One of the first things that you have to consider when you design an in-ground swimming pool is the depth. It is important to keep in mind that the way you build the pool will dictate the way that you use it. Be realistic about the function of the pool and design accordingly. As you start making your plans, there are 6 things to consider when choosing your pool depth.
- Is the pool going to be used for recreation, exercise, or both? Recreational pools must have a sizable shallow area and can be any shape. Most recreational pools are largely intended for children and should have optimal conditions for pool play. Lap pools must have long, straight, parallel lanes and a minimum depth of four to five feet.
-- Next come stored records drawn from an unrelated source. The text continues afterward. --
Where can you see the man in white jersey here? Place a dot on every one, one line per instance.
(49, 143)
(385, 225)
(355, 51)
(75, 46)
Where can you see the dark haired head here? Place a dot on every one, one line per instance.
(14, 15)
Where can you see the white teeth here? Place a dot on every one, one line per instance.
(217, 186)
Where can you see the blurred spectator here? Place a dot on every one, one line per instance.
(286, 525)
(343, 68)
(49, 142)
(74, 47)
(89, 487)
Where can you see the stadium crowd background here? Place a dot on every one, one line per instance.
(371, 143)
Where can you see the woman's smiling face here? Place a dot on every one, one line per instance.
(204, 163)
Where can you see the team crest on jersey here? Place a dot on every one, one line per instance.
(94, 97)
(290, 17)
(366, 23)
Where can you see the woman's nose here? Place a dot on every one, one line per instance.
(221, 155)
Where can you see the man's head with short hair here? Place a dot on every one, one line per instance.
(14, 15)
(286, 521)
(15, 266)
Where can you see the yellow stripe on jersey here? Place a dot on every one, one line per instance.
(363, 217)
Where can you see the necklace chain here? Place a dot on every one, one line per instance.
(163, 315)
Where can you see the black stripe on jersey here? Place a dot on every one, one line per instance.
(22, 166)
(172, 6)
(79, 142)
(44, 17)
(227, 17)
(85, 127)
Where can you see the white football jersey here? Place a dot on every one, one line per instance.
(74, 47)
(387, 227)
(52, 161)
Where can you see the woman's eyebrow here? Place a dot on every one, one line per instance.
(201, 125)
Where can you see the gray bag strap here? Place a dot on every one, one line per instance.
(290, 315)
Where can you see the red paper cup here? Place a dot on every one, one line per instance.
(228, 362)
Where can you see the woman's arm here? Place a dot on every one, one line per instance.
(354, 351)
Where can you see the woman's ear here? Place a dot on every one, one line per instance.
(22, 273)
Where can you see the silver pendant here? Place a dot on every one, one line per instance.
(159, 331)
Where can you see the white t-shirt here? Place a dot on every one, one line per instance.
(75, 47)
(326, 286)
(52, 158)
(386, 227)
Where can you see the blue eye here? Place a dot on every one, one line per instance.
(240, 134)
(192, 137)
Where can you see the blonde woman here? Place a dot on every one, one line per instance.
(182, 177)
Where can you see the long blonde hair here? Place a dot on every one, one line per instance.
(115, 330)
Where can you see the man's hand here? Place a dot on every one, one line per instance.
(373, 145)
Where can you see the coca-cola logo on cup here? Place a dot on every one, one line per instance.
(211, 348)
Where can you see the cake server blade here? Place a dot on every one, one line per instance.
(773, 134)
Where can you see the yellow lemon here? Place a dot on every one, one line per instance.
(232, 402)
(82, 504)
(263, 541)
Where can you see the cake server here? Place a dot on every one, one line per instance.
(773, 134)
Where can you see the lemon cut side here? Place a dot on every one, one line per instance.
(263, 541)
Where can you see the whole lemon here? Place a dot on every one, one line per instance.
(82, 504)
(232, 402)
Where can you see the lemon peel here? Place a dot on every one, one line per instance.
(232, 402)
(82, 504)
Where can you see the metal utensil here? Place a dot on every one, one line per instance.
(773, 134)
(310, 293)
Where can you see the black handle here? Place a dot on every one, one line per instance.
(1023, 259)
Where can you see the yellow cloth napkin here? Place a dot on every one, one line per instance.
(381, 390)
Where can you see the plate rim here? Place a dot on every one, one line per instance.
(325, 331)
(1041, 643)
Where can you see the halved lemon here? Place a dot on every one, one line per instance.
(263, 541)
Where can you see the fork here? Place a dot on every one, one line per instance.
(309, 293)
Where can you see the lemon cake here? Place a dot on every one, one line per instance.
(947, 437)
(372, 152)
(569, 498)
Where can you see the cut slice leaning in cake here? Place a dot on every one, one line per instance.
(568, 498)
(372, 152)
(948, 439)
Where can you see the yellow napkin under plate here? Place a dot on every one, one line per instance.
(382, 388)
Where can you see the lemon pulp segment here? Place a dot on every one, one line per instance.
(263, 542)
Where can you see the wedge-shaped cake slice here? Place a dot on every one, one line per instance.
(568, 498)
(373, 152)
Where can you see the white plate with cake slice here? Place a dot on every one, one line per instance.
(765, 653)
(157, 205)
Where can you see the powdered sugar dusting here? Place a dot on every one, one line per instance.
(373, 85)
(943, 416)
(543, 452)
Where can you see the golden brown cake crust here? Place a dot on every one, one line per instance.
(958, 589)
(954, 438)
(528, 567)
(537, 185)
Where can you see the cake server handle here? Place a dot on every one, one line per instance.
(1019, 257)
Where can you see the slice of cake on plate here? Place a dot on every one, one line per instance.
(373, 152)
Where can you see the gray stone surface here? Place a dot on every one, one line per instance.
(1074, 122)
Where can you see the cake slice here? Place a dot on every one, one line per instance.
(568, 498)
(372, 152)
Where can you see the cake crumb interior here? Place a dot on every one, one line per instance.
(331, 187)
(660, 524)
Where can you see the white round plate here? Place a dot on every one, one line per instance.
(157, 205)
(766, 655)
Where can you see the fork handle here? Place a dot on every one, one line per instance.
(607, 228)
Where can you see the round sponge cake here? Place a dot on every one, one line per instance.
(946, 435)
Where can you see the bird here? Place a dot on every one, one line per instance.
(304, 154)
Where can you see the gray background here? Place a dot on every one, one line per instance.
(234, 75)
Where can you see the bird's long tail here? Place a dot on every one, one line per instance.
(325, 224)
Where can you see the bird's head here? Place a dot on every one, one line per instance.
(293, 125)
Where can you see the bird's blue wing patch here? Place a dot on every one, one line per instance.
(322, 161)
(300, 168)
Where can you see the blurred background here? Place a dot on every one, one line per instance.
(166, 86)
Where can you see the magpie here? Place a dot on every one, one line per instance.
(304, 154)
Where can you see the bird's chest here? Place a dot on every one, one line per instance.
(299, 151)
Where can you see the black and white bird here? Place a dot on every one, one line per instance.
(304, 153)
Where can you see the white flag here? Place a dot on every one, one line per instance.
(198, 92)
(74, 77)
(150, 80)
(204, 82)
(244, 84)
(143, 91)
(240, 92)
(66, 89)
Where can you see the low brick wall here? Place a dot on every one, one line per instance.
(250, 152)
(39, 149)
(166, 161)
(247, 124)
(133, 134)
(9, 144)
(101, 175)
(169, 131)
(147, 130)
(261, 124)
- What shape are you selecting for the pool? Property lots play a large role in determining the best shape for a pool. What will work well with the existing space? Don’t forget to consider the style of the house and yard as well when selecting a shape. Once you have determined the shape of the pool, it will be easier to focus on the depth.
- What will be the size of the pool? Again, you must consider the function of the pool in order to determine a proper size. For example, a competitive swimmer should have a lap pool with a minimum of 25 yards in length.
- Are you interested in having water slides and/or diving boards? For many families, water slides and diving boards are attraction features to add to a pool. Keep in mind that most people spend 90 percent of their time in the water in 4.5 feet or shallower depths. While it may be worth installing one or both of these features, they will significantly impact the depth requirements for the pool.
- Will the pool be used by young children who would benefit from a wading area? Typically, it is most cost effective to purchase a separate wading pool for small children. When they are ready to move up to the big pool, they can make that transition.
- What budget are you operating with for your pool construction? The last of the 6 things to consider when choosing your pool depth is your budget. The biggest thing to think about in relation to depth is that deeper pools require more chemical treatments and additional pool maintenance.
How deep are you planning to make your pool? What was the rationale you used to come up with the number?